Un peu moins de latin et davantage de biologie vous aurait évité de transformer les gérondifs en chromosomes, m'enfin...

Écrit par : Gribouille | 28/02/2011

Moi j'ai appris le latin....après l'allemand! L'apprentissage de l'Allemand m'a beaucoup aidé à apprendre le latin exigé en fac de droit. Parce que cette langue est une langue vivante, bien structurée.

Écrit par : Antoni Mayer | 28/02/2011

@RM
Bons arguments, mais poussés à l'extrême: il est évident que plus vous en savez, plus vous pouvez découvrir de liens de filiation pertinents, et une dose de sanscrit rend l'étymologie encore plus facile et intéressante. Mais en soi, le latin, s'il est enseigné dans une perspective adéquate, fait déjà bien l''affaire.
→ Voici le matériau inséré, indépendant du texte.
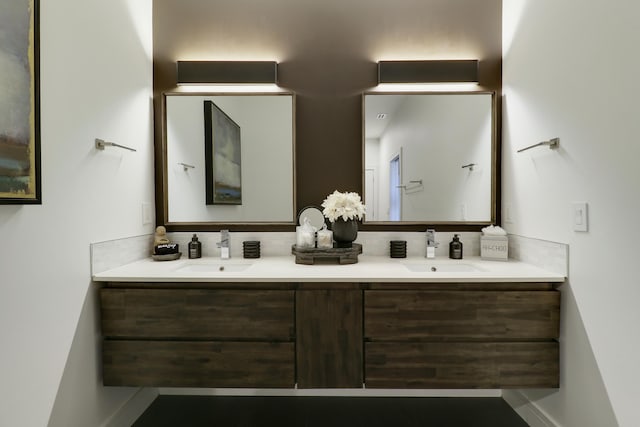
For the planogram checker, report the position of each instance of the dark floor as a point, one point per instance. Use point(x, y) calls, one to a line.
point(235, 411)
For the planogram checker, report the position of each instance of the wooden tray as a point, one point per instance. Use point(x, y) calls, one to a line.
point(311, 256)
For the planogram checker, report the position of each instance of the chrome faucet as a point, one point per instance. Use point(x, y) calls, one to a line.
point(431, 243)
point(224, 244)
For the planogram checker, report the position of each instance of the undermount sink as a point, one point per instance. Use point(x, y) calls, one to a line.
point(214, 267)
point(442, 267)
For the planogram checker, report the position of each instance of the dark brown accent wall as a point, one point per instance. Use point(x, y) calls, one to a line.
point(327, 53)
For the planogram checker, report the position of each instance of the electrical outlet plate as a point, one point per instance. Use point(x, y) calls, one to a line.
point(580, 216)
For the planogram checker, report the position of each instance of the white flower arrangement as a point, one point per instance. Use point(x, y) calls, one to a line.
point(347, 206)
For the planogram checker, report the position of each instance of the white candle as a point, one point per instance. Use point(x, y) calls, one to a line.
point(325, 238)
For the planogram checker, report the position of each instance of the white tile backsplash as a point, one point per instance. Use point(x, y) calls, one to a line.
point(551, 256)
point(373, 242)
point(545, 254)
point(114, 253)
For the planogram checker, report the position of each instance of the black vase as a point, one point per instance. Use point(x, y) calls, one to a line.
point(344, 232)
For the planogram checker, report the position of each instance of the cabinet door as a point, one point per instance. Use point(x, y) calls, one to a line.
point(197, 314)
point(329, 338)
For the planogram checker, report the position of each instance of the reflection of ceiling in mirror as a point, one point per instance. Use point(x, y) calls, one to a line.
point(375, 106)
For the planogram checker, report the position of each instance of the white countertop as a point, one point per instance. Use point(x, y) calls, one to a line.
point(368, 269)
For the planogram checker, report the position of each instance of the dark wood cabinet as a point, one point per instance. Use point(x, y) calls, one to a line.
point(461, 338)
point(329, 338)
point(185, 337)
point(331, 335)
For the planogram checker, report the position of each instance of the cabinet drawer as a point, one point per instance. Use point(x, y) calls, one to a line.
point(455, 315)
point(198, 313)
point(197, 364)
point(462, 365)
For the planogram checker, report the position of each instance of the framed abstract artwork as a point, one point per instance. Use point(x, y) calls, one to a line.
point(19, 103)
point(222, 157)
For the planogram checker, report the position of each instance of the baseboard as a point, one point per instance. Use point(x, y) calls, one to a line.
point(349, 392)
point(528, 411)
point(132, 408)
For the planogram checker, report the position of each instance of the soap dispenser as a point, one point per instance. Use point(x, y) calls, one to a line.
point(455, 248)
point(195, 248)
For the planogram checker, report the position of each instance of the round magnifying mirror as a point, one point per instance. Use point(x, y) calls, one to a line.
point(314, 214)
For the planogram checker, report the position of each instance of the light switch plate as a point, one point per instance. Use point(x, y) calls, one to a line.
point(580, 216)
point(147, 214)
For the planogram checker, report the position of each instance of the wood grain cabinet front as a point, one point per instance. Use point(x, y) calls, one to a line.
point(461, 338)
point(198, 337)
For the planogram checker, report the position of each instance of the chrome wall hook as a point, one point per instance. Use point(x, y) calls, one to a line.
point(553, 143)
point(101, 144)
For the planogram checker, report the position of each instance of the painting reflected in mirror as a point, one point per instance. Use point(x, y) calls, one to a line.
point(223, 159)
point(229, 158)
point(429, 157)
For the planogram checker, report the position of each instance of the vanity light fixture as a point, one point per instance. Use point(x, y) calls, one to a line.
point(226, 72)
point(439, 71)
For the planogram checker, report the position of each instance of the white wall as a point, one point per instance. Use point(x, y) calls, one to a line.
point(96, 81)
point(570, 71)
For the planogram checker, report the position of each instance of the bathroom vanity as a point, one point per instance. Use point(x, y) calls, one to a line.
point(380, 323)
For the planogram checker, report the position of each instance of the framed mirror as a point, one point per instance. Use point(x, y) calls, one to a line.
point(228, 159)
point(429, 157)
Écrit par : Mère-Grand | 28/02/2011

On peut certes voir les choses comme vous l'expliquez. Le latin ne peut en aucun cas nuire ! Mais à voir nombre de vos confrères maltraiter le français, à l'appauvrir à force de devoir "pisser de la copie" dans l'urgence (et parfois l'incompétence ?), je n'ai pas l'impression que l'étude des textes de Cicéron, Tite-Live et autre Virgile leur aurait permis d'être plus ordonnés et précis dans leurs textes actuels.

Cela dit, je soupçonne certains de vouloir - par le latin - se glisser dans une élite intellectuelle qui disparaitraît si tout le monde maîtrisait cette langue dite morte. Fâcheux pour tous ceux qui confondent le latin avec l'intelligence. Je les crois néanmoins suffisammment roués pour nous asséner alors que le latin n'est pas suffisant et qu'il n'y a point de salut sans l'étude du grec ancien...
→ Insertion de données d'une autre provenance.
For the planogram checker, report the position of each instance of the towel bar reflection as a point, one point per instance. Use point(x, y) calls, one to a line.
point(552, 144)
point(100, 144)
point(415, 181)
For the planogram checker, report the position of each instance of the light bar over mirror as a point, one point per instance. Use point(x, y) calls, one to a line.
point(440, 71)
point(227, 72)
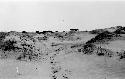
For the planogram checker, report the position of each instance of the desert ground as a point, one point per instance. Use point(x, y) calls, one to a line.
point(97, 54)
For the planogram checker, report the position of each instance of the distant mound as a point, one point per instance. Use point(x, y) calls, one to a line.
point(103, 37)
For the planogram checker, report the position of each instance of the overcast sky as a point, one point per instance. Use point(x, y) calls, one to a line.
point(60, 15)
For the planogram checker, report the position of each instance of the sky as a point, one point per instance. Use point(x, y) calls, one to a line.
point(40, 15)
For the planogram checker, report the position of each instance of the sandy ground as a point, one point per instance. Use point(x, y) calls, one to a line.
point(61, 66)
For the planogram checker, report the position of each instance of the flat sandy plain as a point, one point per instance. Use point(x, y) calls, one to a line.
point(66, 63)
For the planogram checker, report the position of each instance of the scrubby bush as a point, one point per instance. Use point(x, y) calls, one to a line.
point(120, 30)
point(104, 52)
point(121, 54)
point(88, 48)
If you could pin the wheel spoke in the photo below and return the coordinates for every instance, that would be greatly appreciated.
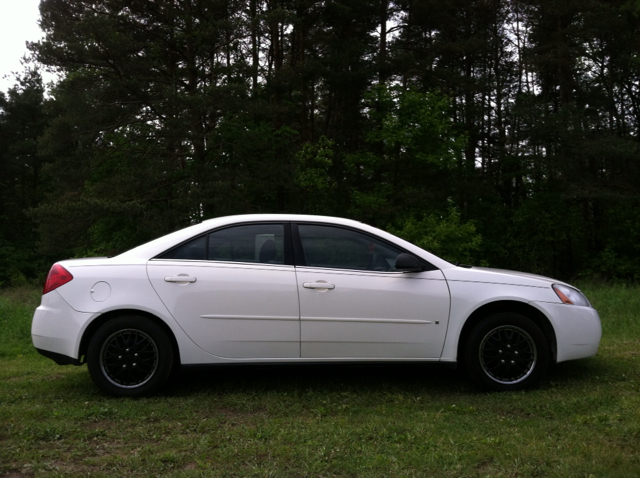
(129, 358)
(508, 354)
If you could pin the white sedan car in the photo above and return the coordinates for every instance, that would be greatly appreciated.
(294, 289)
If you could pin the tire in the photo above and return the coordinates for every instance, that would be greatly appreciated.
(130, 356)
(507, 352)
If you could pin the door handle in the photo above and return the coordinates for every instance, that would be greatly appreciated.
(180, 279)
(318, 285)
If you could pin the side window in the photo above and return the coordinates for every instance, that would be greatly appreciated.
(262, 243)
(194, 250)
(337, 248)
(259, 243)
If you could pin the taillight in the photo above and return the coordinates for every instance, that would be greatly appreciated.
(58, 276)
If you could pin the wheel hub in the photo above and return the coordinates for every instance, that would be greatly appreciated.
(508, 354)
(129, 358)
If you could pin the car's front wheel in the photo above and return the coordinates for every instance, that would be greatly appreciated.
(130, 356)
(507, 351)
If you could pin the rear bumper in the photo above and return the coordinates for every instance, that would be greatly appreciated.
(56, 327)
(59, 358)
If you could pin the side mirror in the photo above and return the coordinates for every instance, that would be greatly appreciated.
(408, 263)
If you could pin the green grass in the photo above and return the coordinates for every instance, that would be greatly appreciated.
(582, 421)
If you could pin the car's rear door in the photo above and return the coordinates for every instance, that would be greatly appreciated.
(234, 291)
(353, 304)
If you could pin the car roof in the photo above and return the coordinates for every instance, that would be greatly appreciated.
(157, 246)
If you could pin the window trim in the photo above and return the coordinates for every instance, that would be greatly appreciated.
(288, 259)
(301, 260)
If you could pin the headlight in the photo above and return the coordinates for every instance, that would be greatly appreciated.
(569, 295)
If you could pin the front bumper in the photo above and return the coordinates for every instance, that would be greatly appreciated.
(578, 329)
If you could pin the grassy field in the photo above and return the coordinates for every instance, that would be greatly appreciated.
(582, 421)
Les prétentieux veulent toujours avoir une langue d'avance. Quant à tous ceux qui peinent à maîtriser le français, je doute qu'ils aient du plaisir à apprendre que leurs gènes comportent quelques bribes de latin...

Écrit par : MIchel Sommer | 28/02/2011

Confrontés à un monde qui change vite, nos pédagogues ont pris le parti de privilégier des branches dont le savoir se périme très vite, dans l'idée de favoriser l'aptitude des élèves à un emploi immédiat. C'est l'inverse qu'ils auraient dû faire: enseigner uniquement des choses générales, dans le but de favoriser la capacité des élèves à s'adapter au changement.
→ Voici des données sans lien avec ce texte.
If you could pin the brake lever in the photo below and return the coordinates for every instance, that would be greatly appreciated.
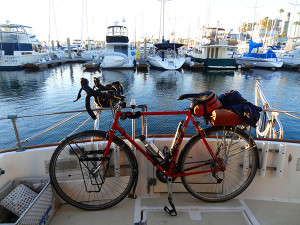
(78, 96)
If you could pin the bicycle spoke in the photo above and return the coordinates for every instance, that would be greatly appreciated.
(233, 151)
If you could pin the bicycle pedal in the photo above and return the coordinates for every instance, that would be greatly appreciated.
(171, 212)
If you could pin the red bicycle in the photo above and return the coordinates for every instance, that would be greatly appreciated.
(95, 170)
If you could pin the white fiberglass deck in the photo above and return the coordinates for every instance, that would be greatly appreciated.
(149, 210)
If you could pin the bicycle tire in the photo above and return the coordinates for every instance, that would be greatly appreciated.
(73, 162)
(241, 165)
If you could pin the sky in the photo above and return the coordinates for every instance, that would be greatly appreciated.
(83, 19)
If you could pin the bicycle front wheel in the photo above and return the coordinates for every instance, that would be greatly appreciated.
(77, 178)
(234, 149)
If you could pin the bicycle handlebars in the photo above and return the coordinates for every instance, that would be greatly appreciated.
(102, 92)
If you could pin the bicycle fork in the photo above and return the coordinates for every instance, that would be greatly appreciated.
(171, 211)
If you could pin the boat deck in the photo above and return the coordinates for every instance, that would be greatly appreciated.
(149, 210)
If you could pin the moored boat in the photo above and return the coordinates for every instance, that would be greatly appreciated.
(18, 46)
(266, 60)
(212, 50)
(167, 56)
(117, 53)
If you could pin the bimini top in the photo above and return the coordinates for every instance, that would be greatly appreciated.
(117, 34)
(164, 45)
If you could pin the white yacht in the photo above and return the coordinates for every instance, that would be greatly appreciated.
(18, 46)
(167, 56)
(267, 59)
(117, 53)
(291, 55)
(211, 49)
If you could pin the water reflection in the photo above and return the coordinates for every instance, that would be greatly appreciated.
(20, 84)
(54, 90)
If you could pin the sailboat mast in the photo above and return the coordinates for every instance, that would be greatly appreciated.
(163, 37)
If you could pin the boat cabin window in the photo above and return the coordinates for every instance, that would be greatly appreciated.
(13, 38)
(121, 48)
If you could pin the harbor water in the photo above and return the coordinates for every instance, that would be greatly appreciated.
(54, 90)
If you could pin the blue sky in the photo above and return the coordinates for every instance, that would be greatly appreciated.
(83, 18)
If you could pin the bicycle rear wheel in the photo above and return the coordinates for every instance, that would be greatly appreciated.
(73, 176)
(235, 150)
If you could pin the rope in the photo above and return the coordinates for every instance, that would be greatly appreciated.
(30, 139)
(77, 128)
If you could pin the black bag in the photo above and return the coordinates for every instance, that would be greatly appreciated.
(114, 88)
(233, 100)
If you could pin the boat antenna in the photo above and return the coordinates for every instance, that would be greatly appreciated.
(295, 5)
(163, 18)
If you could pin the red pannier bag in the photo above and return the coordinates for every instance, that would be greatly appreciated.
(209, 104)
(224, 117)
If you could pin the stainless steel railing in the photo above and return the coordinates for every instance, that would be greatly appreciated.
(269, 125)
(20, 143)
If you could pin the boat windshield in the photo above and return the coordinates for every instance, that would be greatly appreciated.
(117, 31)
(12, 37)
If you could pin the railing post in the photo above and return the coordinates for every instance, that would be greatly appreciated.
(13, 120)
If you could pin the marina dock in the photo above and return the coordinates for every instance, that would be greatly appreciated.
(49, 64)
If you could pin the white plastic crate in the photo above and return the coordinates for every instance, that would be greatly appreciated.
(40, 210)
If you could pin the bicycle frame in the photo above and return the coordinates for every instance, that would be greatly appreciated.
(115, 127)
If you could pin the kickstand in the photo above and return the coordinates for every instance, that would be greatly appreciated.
(171, 211)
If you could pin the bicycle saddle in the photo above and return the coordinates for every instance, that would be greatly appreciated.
(202, 96)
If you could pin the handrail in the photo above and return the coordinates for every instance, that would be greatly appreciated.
(20, 142)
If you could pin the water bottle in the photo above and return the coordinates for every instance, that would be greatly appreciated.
(175, 144)
(151, 147)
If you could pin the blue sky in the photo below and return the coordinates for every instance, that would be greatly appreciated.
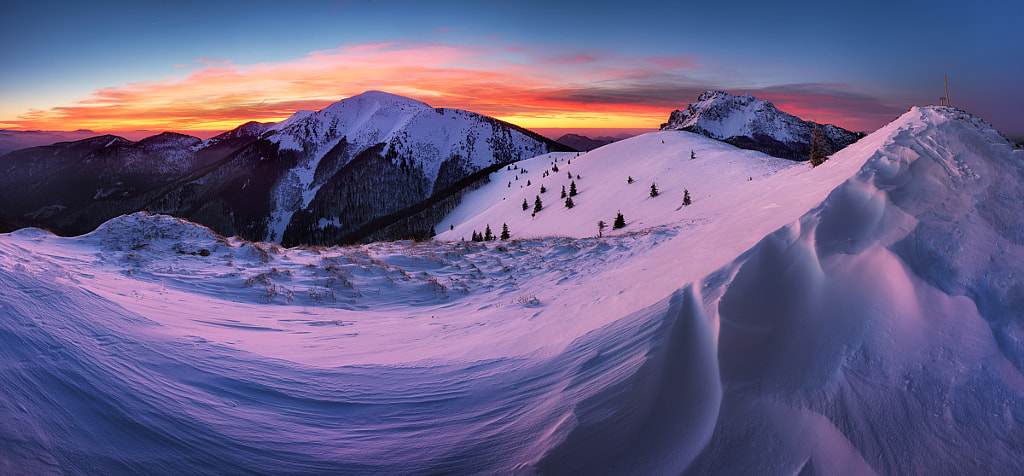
(858, 65)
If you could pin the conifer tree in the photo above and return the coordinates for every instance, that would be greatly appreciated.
(620, 221)
(818, 153)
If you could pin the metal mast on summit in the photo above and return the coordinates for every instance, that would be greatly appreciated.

Si le latin est important, ce n'est pas parce qu'il permet de comprendre l'étymologie, mais parce qu'il faisait partie d'un programme général d'éveil de l'esprit. Il ne sert à rien d'enseigner le latin si l'on n'enseigne pas aussi la logique. A rien d'enseigner des langues étrangères, vivantes ou mortes, à des enfants dont on tolère les carences en orthographe française.

Écrit par : Michael Kohlhaas | 28/02/2011

Je pense quand même que les langues étrangères éveillent beaucoup plus l'esprit que l'orthographe française.